Leather or Fabric?
Making the right decision when purchasing a sofa is crucial, given that they are one of the largest and most used items of furniture. Everyone you talk to about it will have their own opinion, but it is important that you make the right decision based on your own circumstances. Other than size and style, deciding between leather or fabric will be key. So how do you know what is right for you? We have put together some considerations you should take into account with the four ‘Cs’ of choosing a sofa: care, comfort, colour and cost
Leather is obviously easier to clean as most spills can be taken care of with a damp cloth. This gives you peace of mind if young children (or sloppy adults) are using the sofa frequently. It is possible to clean spills off fabric sofas, but will often require soap, water and possibly upholstery cleaners.
In terms of maintenance, it is ideal to regularly use a leather conditioner to keep your leather sofa in tip-top shape and to prolong the life of the sofa. This won’t be required for a fabric sofa. However, if you have a pet who sheds a lot, then vacuuming a fabric sofa can become a big task. Pet hair will be less of a problem with a leather sofa, however if your pet scratches and frequently sits on the sofa, claw marks will quickly become very obvious and not much can be done about that.
A fabric sofa will be cosy and comfortable right from the day it arrives. This is not always true for leather couches which may take some time to ‘wear in’. Also leather couches will be colder to sit on in winter (but they do warm up after a few minutes) and can be kind of sticky in summer if you don’t have good cooling.
It is more likely for a fabric sofa to get out of shape or sag sooner than a leather couch, which can affect the comfort of the sofa.
There are plenty of options when it comes to the colour of leather you can get. While dark browns and other neutral tones are very popular it is possible to get leather sofas in almost any solid colour you want. While cream and ecru coloured leather couches can be cleaned, white leather can be more difficult and would not be well suited to a high use situation.
With fabric there are almost unlimited options for colour and pattern of fabric. Also with fabric there are a variety of textures you can consider, from course to smooth. If you have a very specific colour scheme, you will probably find it easier to find a match in fabric.
The same style and size of sofa will cost more in leather than in fabric. The difference can be quite significant depending on the quality of leather. This fact can make the decision difficult because you might want the benefits of a leather sofa but choosing the more expensive option for high frequency family use (ie. guaranteed spills) can complicate things.
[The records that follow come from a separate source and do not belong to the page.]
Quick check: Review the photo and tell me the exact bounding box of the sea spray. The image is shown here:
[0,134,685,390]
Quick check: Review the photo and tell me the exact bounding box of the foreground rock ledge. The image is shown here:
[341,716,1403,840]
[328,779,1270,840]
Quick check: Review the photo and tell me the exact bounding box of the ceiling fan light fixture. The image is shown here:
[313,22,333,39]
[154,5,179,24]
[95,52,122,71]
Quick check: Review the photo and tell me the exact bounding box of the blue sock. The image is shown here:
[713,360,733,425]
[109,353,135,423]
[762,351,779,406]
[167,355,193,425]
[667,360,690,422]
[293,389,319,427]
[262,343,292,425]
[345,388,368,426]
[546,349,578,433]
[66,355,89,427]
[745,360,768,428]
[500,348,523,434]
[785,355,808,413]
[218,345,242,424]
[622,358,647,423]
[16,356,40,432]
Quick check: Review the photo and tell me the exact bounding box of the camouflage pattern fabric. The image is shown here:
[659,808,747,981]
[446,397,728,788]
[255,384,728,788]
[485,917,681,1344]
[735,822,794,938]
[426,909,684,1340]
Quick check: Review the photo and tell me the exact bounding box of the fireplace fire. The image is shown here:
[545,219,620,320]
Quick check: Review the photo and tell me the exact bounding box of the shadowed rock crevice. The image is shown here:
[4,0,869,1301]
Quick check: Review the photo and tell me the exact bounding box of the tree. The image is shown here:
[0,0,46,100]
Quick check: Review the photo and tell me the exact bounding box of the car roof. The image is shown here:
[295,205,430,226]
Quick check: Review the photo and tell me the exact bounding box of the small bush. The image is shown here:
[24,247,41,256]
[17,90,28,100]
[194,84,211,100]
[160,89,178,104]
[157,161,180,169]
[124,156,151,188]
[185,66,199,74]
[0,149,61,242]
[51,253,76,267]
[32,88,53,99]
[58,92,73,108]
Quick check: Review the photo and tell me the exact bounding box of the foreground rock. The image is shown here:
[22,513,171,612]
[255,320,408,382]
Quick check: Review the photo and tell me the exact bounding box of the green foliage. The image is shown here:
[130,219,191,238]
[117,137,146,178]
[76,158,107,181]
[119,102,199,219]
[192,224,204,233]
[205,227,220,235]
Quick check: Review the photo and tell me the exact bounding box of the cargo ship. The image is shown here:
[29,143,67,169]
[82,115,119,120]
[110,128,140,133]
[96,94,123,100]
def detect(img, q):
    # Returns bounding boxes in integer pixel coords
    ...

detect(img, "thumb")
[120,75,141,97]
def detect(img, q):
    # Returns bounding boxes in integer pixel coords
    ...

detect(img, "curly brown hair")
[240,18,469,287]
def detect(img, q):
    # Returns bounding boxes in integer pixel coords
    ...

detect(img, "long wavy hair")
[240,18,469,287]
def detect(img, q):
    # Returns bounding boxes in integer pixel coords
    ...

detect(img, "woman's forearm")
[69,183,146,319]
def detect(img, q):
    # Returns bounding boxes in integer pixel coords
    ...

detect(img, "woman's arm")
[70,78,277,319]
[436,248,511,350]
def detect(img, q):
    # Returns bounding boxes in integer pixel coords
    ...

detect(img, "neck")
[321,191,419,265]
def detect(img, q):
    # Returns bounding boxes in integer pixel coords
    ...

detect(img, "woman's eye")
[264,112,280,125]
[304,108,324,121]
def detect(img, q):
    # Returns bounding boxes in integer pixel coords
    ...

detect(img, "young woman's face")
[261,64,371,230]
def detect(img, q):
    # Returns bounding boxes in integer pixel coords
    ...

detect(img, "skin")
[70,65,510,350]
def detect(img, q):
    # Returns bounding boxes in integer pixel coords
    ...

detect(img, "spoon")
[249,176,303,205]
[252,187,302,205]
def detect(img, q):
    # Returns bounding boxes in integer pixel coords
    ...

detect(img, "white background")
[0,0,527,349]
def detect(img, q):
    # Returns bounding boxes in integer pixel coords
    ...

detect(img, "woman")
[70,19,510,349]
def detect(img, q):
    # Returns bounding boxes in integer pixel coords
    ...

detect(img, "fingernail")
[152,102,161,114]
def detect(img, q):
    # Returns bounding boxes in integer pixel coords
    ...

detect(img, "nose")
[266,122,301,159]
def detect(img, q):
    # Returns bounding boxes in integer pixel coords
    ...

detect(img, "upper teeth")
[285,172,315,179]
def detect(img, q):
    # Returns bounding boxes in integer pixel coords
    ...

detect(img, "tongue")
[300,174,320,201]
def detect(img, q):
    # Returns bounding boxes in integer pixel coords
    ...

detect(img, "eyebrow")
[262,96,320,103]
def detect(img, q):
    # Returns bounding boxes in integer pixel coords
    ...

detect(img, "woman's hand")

So while a fabric sofa is the cheaper option, it is also more likely to wear out, fade and need replacing sooner than a leather one (build quality being equal). If you move often or your needs are likely to change sooner, then this might not be a consideration. However if you are looking to buy one sofa and plan on using it for years, even decades, remember it’s likely a leather sofa will hold its original appearance longer. Meaning that if you end up needing a different sofa sooner, a leather sofa will be easier to sell.
If you are really serious, you might want to consider the cost per use value of leather sofas versus fabric ones. Using your current sofa habits as a basis, estimate how often your sofa gets used. Then divide the cost of the sofa by the number of estimated uses; the lower the figure the better value the sofa.